At first blush, this new guidance will have immediate and profound effects on actions brought by the government against health care companies under the False Claims Act. Too many of those actions are premised on no actual false statement and no actual violation of a statute or regulation. Instead, these FCA cases have been permitted to go forward and exercise their in terrorem effect based on some vague violation of vague FDA guidances. Even if not vague, an FDA guidance has no real legal effect. The DOJ’s recognition of what guidances are and, more importantly, what they are not, should have the effect of cabining FCA actions in some reasonable and predictable fashion. (If you think we are leaping to an unwarranted conclusion about what looks to us like the government’s concern about overreaching FCA cases, consider the fact that on January 10, 2018 – shortly before the policy guidance that inspired this post – the government published another policy memorandum, and that memorandum set out the factors that government attorneys should take into account in deciding whether the government should dismiss unmeritorious qui tam lawsuits. QED.) Since January 25, some defendants in qui tam cases have already filed motions based on the new DOJ policy. If you represent a qui tam defendant, and if the complaint cites an alleged violation of an FDA policy, you might want to file a motion.
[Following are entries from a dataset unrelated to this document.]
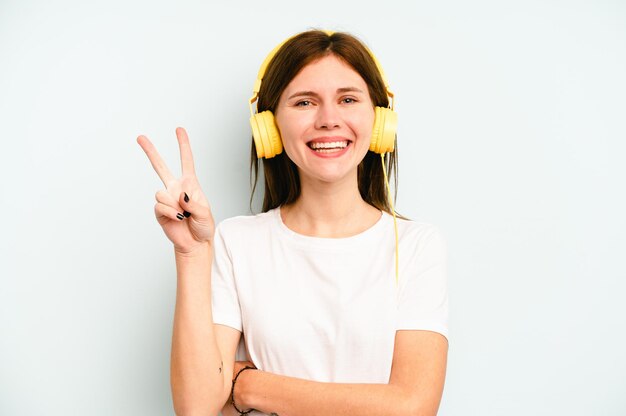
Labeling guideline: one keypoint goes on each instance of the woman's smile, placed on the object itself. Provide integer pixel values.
(325, 117)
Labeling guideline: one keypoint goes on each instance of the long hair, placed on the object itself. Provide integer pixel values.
(282, 182)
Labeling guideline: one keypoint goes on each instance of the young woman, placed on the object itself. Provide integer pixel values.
(333, 322)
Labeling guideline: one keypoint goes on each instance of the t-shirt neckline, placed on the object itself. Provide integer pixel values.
(329, 242)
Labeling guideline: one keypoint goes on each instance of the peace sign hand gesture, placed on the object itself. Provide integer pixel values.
(181, 209)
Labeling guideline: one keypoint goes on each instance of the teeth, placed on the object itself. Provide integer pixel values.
(328, 145)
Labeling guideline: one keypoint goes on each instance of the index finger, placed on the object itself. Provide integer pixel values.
(186, 158)
(155, 159)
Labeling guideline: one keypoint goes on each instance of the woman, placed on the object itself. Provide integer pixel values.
(332, 324)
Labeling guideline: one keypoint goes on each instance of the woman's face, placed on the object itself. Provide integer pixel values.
(325, 117)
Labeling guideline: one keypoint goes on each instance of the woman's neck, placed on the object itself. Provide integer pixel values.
(331, 210)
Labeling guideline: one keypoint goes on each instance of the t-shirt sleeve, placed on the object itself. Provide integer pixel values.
(224, 298)
(423, 294)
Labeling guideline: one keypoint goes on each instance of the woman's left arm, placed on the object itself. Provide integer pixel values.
(415, 386)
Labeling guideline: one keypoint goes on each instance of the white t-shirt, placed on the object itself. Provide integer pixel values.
(327, 309)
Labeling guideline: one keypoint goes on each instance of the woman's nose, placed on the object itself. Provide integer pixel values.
(327, 117)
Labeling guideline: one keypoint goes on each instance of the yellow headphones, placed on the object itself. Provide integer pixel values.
(267, 137)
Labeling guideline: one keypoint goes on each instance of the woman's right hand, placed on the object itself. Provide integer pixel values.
(181, 209)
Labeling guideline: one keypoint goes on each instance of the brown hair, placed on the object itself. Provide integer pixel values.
(282, 182)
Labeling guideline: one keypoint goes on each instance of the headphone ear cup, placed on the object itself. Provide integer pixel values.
(266, 135)
(384, 131)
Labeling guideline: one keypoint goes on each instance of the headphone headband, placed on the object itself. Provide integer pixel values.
(259, 78)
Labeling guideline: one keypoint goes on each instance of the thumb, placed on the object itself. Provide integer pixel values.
(192, 208)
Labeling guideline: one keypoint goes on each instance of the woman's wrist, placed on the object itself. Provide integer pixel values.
(239, 396)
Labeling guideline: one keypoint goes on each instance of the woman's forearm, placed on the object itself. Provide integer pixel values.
(197, 379)
(289, 396)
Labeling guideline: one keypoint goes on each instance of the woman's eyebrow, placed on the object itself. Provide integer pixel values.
(314, 94)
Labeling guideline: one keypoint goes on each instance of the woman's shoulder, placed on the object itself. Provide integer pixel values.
(418, 230)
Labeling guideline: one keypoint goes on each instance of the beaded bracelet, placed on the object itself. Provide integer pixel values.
(232, 391)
What about civil cases brought by private plaintiffs? The DOJ closed its January 25 announcement of the new policy by stating that “it is not intended to, does not, and may not be relied upon to, create any rights, substantive or procedural, enforceable at law by any party in any matter civil or criminal.” That is all fine and good and is a typical of careful draftsmanship. But why wouldn’t the DOJ announcement strengthen an argument that we have already made (here, for example) that FDA guidances are only what they say they are – guidances – and are not laws or regulations? Such guidances have no legal effect on defendants, certainly do not establish negligence per se, and should not be in the bag of tricks of some plaintiff FDA expert who seeks to invade the province of both jury and judge. Maybe a court will not consider the DOJ’s guidance to be binding, but wouldn’t it be fine if the court at least took the guidance as a worthy source of … guidance?